QiMeng-CRUX: Narrowing the Gap between Natural Language and Verilog via Core Refined Understanding eXpression
Lei Huang, Rui Zhang, Jiaming Guo, Yang Zhang, Di Huang, Shuyao Cheng, Pengwei Jin, Chongxiao Li, Zidong Du, Xing Hu, Qi Guo, Yunji Chen
TL;DR
QiMeng-CRUX addresses the NL-to-Verilog gap by introducing CRUX, a structured intermediate space comprising Module Interface, Core Functions, and Key Considerations. A two-stage framework—Joint Expression Modeling (NL→CRUX/Verilog via RealSpec and SFT) and Dual-Space Optimization (CRUX-Enhanced GRPO with CRUX-Reward and Code-Reward)—drives accurate HDL generation. Empirical results on VerilogEval and RTLLM benchmarks show state-of-the-art performance and robust transferability when CRUX is used as prompts for other models. The work demonstrates that semantically structured guidance can substantially improve synthesizable Verilog generation and generalize across tasks and models.
Abstract
Large language models (LLMs) have shown promising capabilities in hardware description language (HDL) generation. However, existing approaches often rely on free-form natural language descriptions that are often ambiguous, redundant, and unstructured, which poses significant challenges for downstream Verilog code generation. We treat hardware code generation as a complex transformation from an open-ended natural language space to a domain-specific, highly constrained target space.

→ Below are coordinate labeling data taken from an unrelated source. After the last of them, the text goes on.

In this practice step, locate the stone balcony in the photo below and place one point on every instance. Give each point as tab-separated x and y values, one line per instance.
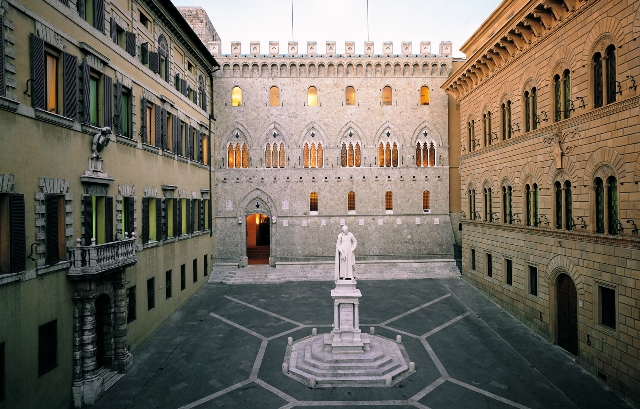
94	260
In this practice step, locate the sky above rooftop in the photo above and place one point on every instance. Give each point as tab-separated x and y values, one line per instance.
345	20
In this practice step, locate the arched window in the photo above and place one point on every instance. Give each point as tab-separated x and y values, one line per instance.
388	200
527	111
312	96
230	156
566	77
313	158
611	73
245	156
387	97
236	97
557	187
238	160
426	201
305	155
351	202
425	95
350	96
394	155
487	204
343	155
597	80
568	206
274	96
267	156
282	155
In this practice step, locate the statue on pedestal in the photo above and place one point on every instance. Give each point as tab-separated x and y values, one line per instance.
345	259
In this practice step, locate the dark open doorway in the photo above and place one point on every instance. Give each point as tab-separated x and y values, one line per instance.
258	238
567	314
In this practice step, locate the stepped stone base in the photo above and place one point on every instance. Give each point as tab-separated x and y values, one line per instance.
309	358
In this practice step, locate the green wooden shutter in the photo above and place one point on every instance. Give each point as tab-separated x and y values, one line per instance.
87	219
145	220
130	43
70	85
98	15
37	72
161	226
108	101
117	110
143	120
51	229
108	219
17	232
86	92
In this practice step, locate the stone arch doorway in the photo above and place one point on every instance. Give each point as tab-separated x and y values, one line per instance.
567	313
258	238
104	331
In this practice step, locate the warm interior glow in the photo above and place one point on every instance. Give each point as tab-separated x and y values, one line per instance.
236	97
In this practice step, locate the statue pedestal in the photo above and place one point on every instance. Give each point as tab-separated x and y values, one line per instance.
346	337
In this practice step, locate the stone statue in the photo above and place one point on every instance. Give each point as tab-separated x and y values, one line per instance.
345	259
100	141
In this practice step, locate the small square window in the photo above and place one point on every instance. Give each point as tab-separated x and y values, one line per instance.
533	281
607	306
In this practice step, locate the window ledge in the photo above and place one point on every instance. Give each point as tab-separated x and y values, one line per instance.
125	140
9	104
54	119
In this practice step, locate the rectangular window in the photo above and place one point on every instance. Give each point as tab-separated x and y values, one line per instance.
47	347
125	114
55	229
533	280
167	284
607	306
151	293
473	259
131	304
51	90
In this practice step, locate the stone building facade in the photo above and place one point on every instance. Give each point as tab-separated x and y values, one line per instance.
105	189
549	117
307	140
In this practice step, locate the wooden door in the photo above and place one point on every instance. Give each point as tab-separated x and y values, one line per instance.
567	306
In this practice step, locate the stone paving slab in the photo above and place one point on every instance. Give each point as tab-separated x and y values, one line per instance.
225	347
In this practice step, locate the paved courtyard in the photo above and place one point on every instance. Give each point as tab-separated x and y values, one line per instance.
225	348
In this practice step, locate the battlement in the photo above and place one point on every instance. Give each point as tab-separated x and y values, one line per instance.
406	49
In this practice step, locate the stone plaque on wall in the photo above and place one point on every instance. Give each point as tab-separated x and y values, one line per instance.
346	316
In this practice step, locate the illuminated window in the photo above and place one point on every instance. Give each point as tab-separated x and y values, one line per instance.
387	98
426	201
350	96
351	201
274	96
312	96
236	97
425	95
51	91
313	202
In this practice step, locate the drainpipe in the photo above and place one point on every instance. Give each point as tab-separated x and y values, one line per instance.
211	118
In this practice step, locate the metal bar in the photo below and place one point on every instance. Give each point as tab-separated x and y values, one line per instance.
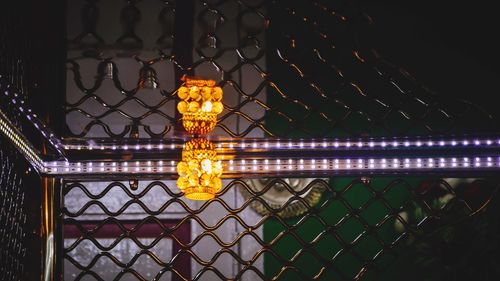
52	235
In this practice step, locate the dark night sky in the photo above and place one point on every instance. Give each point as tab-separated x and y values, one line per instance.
450	46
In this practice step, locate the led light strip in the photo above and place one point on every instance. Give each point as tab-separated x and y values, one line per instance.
276	144
19	141
18	105
277	166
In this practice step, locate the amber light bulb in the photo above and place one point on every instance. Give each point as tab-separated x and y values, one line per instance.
200	103
199	171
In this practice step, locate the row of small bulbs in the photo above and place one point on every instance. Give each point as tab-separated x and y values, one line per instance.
269	144
276	165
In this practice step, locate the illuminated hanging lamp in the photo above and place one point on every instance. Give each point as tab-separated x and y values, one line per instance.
199	171
200	103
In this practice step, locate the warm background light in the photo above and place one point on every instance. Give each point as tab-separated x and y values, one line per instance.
199	171
200	103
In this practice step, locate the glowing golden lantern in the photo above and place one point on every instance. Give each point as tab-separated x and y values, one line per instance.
200	103
199	171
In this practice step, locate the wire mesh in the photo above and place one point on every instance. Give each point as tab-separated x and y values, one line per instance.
293	69
288	68
361	222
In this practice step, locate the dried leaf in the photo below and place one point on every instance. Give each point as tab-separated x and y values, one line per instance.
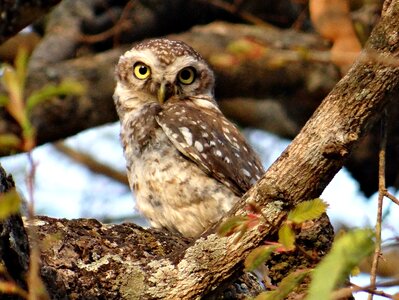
232	225
9	204
286	237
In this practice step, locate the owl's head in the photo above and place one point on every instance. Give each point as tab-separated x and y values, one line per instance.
162	69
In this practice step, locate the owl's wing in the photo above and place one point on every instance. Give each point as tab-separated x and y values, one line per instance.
213	143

To bridge this gap, we introduce Core Refined Understanding eXpression (CRUX), a structured intermediate space that captures the essential semantics of user intent while organizing the expression for precise Verilog code generation. We further design a two-stage training framework, comprising Joint Expression Modeling and Dual-Space Optimization, to enhance the quality of both CRUX and Verilog code. Experiments across multiple Verilog generation benchmarks demonstrate that our model, CRUX-V, achieves state-of-the-art performance among general models, particularly under challenging design tasks. Furthermore, the CRUX space proves transferable and beneficial when used as input prompts for other code models, highlighting its effectiveness in narrowing the gap between free-form natural language descriptions and precise Verilog generation.